I walk, I lift up, I lift up heart, eyes,

Down all that glory in the heavens to glean our Savior;

And éyes, héart, what looks, what lips yet gave you a

Rapturous love’s greeting of realer, of rounder replies?

—Gerard Manley Hopkins,

from “Hurrahing in Harvest”

The sun glinted off the small white ball that arced through the air, landed with a thud, and rolled to a rest in the grass. Lorenzo picked up his two green bocce balls and gauged the distance to the pallino. The park didn’t have a backboard or sand court, so they were playing by Manny’s rules—throw the pallino anywhere they wanted and see which team could get closest with their bocce balls.

“Prepare to be humiliated, old men,” Tony taunted with a grin, stepping up beside Lorenzo with his similar green balls.

Their father scoffed. “You hear him, Manny? As if we have not been playing bocce since before they were born!”

“Insolent pups,” Manny said with a grin.

Familiar refrains, both of them. For as long as he could remember, Lorenzo and his brother had been playing the two older men on Independence Day. It was as much a part of the celebration as the Italian sausages roasting on the grill, the firecrackers kids kept setting off, and the multi-lingual shouts of greeting from the entire neighborhood as picnics were unloaded and shared.

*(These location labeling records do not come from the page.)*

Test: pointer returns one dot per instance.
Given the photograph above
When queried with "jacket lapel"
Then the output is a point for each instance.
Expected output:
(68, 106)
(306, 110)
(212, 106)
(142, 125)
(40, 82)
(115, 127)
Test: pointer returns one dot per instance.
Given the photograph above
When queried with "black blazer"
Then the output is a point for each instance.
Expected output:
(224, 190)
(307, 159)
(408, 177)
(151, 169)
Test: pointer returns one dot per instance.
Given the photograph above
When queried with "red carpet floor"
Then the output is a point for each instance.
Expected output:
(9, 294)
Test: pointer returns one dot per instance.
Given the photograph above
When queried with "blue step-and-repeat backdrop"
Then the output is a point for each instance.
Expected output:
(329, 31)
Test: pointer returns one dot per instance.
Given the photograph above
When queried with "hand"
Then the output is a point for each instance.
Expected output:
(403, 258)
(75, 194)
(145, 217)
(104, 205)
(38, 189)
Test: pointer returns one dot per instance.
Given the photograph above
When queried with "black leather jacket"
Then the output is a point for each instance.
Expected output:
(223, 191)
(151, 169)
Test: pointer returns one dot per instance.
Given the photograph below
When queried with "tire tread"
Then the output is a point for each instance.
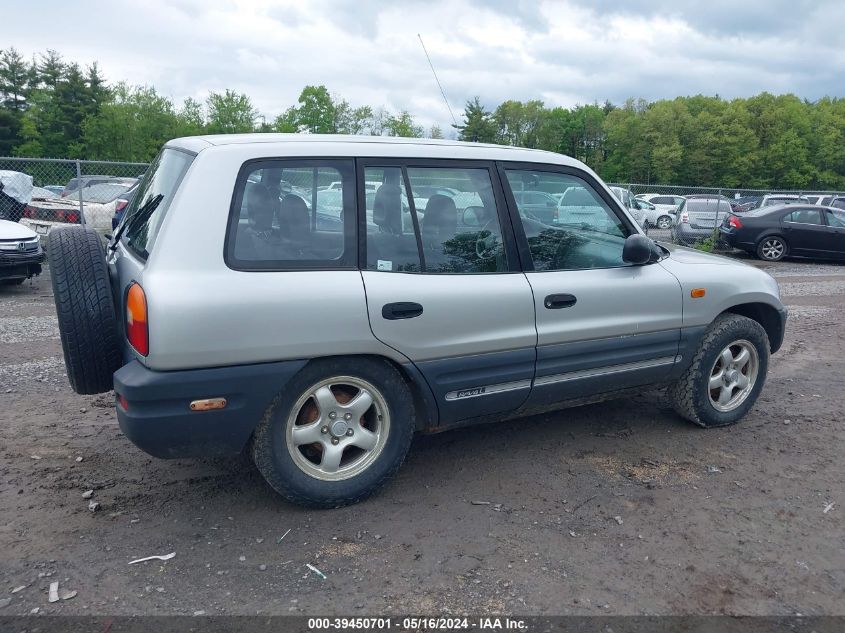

Today, however, his attention wasn’t focused on the game. He kept glancing over to where the women were setting up their food, his eyes on Sabina.

She looked cool and gorgeous in her white dress, but distant. Hollow. Like she’d looked last year, the year before, rather than how she’d been looking for the past month. Something had happened. What, though? He’d tried to find time to come over for the last few evenings, but the murder case he was assisting would be heard in court tomorrow, and his choice was either to work late in the evenings or to come in today. He’d voted for having the holiday off.

Maybe he’d made the wrong call.

“Focus, Enzo.” Tony punched him lightly in the shoulder, his face wreathed in grins. “We have to prove that last year wasn’t a fluke.”

Sabina chose that moment to look up and catch his gaze. Her lips curled up into a soft smile that did wonders to ease his worry, and life glinted through that haze of emptiness. Whatever had her upset, it must not be his fault. She even headed his way, settling onto a blanket beside Val and Little G to watch the game.

Lorenzo grinned and turned to his older brother. “I’m focused.”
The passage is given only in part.